Future climate change will cause a regionally uneven shifting of the tropical rain belt – a narrow band of heavy precipitation near the equator – according to researchers at the University of California, Irvine and other institutions. This development may threaten food security for billions of people.
In a study published today in Nature Climate Change, the interdisciplinary team of environmental engineers, Earth system scientists and data science experts stressed that not all parts of the tropics will be affected equally. For instance, the rain belt will move north in parts of the Eastern Hemisphere but will move south in areas in the Western Hemisphere.
According to the study, a northward shift of the tropical rain belt over the eastern Africa and the Indian Ocean will result in future increases of drought stress in southeastern Africa and Madagascar, in addition to intensified flooding in southern India.

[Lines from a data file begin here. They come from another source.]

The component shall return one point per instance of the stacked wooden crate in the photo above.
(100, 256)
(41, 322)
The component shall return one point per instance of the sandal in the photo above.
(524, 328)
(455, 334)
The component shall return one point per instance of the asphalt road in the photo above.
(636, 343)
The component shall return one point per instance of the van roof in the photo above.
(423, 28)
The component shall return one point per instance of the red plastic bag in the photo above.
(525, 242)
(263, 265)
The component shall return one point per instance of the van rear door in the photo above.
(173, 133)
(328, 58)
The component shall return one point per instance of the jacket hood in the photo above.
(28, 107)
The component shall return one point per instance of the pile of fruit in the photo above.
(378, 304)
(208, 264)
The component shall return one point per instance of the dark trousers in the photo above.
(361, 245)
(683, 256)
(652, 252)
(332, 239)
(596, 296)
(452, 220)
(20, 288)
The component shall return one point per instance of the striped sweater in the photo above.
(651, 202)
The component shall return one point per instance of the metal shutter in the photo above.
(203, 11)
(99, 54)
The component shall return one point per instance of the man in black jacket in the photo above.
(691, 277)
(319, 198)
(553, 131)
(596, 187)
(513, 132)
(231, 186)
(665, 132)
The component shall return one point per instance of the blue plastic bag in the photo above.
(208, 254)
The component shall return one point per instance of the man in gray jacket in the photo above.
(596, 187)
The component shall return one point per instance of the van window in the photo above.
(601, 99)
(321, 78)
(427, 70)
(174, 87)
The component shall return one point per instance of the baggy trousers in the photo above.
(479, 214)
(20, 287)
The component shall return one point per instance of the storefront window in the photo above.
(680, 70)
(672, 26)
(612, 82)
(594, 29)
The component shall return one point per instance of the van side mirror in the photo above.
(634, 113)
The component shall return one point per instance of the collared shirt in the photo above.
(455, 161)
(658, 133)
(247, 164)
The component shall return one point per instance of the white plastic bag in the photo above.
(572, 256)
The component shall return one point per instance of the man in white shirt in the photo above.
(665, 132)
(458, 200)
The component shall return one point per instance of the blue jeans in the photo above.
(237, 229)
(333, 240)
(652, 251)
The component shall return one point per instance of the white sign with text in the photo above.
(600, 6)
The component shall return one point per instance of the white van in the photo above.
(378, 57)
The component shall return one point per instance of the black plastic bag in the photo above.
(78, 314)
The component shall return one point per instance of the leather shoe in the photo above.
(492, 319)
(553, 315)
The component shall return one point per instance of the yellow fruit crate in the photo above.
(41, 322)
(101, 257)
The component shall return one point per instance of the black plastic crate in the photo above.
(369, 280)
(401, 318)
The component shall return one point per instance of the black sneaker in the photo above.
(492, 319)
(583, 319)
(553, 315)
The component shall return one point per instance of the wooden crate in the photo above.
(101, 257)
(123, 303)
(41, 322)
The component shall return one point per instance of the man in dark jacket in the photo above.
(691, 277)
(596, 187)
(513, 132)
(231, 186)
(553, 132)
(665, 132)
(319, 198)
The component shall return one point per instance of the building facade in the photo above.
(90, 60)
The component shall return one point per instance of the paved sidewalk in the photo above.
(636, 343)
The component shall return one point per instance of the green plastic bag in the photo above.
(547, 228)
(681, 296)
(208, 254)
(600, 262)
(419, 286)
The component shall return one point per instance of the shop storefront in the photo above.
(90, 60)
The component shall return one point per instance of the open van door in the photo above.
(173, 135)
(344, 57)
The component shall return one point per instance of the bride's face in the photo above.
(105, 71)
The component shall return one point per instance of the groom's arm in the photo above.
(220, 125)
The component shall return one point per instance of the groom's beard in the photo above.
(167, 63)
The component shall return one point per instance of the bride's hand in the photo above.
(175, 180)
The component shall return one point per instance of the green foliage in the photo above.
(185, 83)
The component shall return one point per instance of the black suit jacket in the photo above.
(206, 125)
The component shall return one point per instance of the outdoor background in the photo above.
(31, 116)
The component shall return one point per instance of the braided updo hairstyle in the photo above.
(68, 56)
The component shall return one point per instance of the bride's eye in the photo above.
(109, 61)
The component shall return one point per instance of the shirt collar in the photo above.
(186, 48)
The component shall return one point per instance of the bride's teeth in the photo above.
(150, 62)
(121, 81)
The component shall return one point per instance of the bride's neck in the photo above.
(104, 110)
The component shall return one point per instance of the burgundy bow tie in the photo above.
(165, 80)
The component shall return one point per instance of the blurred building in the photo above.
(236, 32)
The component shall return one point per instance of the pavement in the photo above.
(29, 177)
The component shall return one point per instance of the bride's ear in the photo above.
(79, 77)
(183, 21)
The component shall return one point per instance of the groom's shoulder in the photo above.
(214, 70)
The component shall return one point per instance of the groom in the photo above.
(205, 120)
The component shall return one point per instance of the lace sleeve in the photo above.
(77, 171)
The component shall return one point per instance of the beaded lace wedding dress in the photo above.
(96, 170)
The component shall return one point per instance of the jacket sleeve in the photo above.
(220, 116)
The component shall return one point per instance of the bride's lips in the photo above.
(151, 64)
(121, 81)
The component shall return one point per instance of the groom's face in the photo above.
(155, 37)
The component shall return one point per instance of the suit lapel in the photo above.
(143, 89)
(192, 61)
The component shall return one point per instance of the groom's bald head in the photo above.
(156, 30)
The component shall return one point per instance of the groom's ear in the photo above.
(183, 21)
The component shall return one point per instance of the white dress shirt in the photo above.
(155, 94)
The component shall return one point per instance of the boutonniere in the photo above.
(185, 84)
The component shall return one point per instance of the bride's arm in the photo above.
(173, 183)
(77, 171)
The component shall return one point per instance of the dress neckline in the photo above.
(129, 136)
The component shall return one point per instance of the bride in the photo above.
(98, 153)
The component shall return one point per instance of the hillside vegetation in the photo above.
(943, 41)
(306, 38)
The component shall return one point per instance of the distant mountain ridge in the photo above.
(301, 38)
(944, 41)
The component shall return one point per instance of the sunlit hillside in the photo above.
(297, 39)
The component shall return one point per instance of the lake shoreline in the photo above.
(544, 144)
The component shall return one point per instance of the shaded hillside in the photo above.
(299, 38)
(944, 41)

A southward creeping of the rain belt over the eastern Pacific Ocean and Atlantic Ocean will cause greater drought stress in Central America.
“Our work shows that climate change will cause the position of Earth’s tropical rain belt to move in opposite directions in two longitudinal sectors that cover almost two thirds of the globe, a process that will have cascading effects on water availability and food production around the world,” said lead author Antonios Mamalakis, who recently received a Ph.D. in civil & environmental engineering in the Henry Samueli School of Engineering at UCI and is currently a postdoctoral fellow in the Department of Atmospheric Science at Colorado State University.